Bild: Können Demonstranten, die den Völkermord an den Armenien verharmlosen, …
Freiburg taz | Justizminister Marco Buschmann (FDP) gerät unter Druck, weil
er eine Verschärfung des Meinungsstrafrechts initiiert hat, die vom
Bundestag [1][faktisch unter Ausschluss der Öffentlichkeit beschlossen
wurde]. In Zukunft soll die Leugnung und gröbliche Verharmlosung von
Völkermorden und Kriegsverbrechen in Deutschland als Volksverhetzung
strafbar sein – wenn dies den öffentlichen Frieden stört und geeignet ist,
zu Hass und Gewalt aufzustacheln.
Der Bundestag hat die Verschärfung des Volksverhetzungsparagrafen 130 am
20. Oktober spätabends beschlossen. Grundlage war eine Formulierungshilfe
des Justizministeriums, die erst am Vortag in ein anderes Gesetz eingefügt
worden war. Das Gesetz wurde im Bundestag dann gegen die Stimmen von AfD
und Linken angenommen, wobei die Linke am Vortag im Rechtsausschuss noch
dafür gestimmt hatte.
Bisher war in Deutschland nur die Billigung, Leugnung und Verharmlosung des
Holocaust sowie die Billigung von Straftaten aller Art ausdrücklich
strafbar. Die EU-Kommission hatte aber im Dezember 2021 ein
Vertragsverletzungs-Verfahren gegen Deutschland eingeleitet, weil
Deutschland einen EU-Rahmenbeschluss von 2008 zur Bekämpfung des Rassismus
nicht richtig umgesetzt habe. Dort ist keine Beschränkung auf den Holocaust
vorgesehen, weil die osteuropäischen Staaten insbesondere auch
Völkerstraftaten der einstigen Sowjetunion erfassen wollten.
Insofern musste Deutschland reagieren. Die Leipziger Rechtsprofessorin
Elisa Hoven wirft Buschmann und dem Bundestag nun aber vor, dass sie nicht
von einer Möglichkeit der Einschränkung Gebrauch gemacht haben, die der
EU-Rahmenbeschluss ausdrücklich vorsieht. Danach kann die Strafbarkeit des
Leugnens und groben Verharmlosens auf Völkerstraftaten begrenzt werden, die
„ein internationales Gericht“ endgültig festgestellt“ hat.
## Historische Wahrheit soll Debattengegenstand bleiben
So könnte verhindert werden, dass künftig jedes deutsche Amtsgericht
Beweisaufnahmen durchführen müsste, wie sie sonst am Internationalen
Strafgerichtshof in Den Haag üblich sind, so Hoven auf [2][dem juristischen
Webportal Libra], „deutsche Amtsgerichte sollten nicht darüber verhandeln
müssen, ob das [3][Massaker an den Armeniern] ein Völkermord war oder ob
Israel in besetzten Gebieten Kriegsverbrechen begangen hat“.

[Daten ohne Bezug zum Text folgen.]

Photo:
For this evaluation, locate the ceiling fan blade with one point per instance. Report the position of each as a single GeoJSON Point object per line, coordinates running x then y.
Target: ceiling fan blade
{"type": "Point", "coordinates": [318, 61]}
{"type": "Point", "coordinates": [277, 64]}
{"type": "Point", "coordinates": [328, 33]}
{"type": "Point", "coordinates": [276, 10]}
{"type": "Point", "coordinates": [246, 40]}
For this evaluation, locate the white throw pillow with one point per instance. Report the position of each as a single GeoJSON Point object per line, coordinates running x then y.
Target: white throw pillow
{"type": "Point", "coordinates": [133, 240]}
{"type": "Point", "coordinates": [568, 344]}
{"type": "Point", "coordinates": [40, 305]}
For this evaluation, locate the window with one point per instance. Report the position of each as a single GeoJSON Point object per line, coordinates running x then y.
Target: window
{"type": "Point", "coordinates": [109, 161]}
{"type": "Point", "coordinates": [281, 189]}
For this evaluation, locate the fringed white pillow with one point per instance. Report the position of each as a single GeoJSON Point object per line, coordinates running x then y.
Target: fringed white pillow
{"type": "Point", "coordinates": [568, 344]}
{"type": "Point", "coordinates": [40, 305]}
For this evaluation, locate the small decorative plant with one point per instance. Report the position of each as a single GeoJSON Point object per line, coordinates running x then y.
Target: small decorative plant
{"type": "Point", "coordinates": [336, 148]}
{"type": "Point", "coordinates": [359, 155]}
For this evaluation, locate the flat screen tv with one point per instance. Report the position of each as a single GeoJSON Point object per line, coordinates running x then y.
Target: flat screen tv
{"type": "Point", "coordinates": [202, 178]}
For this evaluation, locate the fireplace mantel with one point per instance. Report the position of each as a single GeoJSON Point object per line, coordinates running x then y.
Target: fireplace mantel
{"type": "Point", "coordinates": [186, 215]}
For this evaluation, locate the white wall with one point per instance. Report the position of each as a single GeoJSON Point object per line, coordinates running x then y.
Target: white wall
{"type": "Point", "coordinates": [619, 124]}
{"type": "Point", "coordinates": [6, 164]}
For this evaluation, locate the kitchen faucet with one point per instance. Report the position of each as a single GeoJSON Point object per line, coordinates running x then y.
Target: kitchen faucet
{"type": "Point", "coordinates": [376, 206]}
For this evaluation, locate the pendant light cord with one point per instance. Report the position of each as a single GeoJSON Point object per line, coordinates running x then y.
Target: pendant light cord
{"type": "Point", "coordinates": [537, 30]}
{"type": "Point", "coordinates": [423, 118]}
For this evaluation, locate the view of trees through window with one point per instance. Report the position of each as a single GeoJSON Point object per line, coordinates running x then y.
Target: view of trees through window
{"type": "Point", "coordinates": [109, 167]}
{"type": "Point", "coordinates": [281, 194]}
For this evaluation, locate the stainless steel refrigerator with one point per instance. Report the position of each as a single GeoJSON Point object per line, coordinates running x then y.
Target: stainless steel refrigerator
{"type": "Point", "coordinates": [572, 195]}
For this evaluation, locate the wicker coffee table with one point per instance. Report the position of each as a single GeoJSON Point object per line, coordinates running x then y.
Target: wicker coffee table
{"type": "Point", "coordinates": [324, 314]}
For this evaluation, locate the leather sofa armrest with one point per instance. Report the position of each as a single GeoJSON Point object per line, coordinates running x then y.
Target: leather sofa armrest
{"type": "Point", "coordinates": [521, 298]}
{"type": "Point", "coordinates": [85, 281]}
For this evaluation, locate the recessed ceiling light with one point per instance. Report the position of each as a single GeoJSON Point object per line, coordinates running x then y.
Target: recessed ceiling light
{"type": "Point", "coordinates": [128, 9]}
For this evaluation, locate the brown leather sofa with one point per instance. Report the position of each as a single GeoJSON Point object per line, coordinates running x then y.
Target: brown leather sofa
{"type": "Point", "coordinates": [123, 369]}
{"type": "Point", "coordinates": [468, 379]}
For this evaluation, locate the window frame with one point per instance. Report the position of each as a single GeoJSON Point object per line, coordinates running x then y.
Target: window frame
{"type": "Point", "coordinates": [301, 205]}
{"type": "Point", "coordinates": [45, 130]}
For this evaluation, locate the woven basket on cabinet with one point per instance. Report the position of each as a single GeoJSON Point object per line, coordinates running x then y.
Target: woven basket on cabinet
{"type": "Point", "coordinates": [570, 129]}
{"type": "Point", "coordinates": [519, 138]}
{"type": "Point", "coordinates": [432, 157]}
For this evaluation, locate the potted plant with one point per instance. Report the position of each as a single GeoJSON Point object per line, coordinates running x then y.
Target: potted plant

Die Kölner Rechtswissenschaftlerin Paula Rhein-Fischer hält [4][auf dem
Verfassungsblog] den Verzicht auf diese Einschränkung ebenfalls für
„unglücklich“. Sie fordert die deutschen Strafgerichte daher auf, die
Strafnorm „so restriktiv wie möglich auszulegen“. Die historische Wahrheit
müsse weiter „Gegenstand der öffentlichen“ Debatte sein.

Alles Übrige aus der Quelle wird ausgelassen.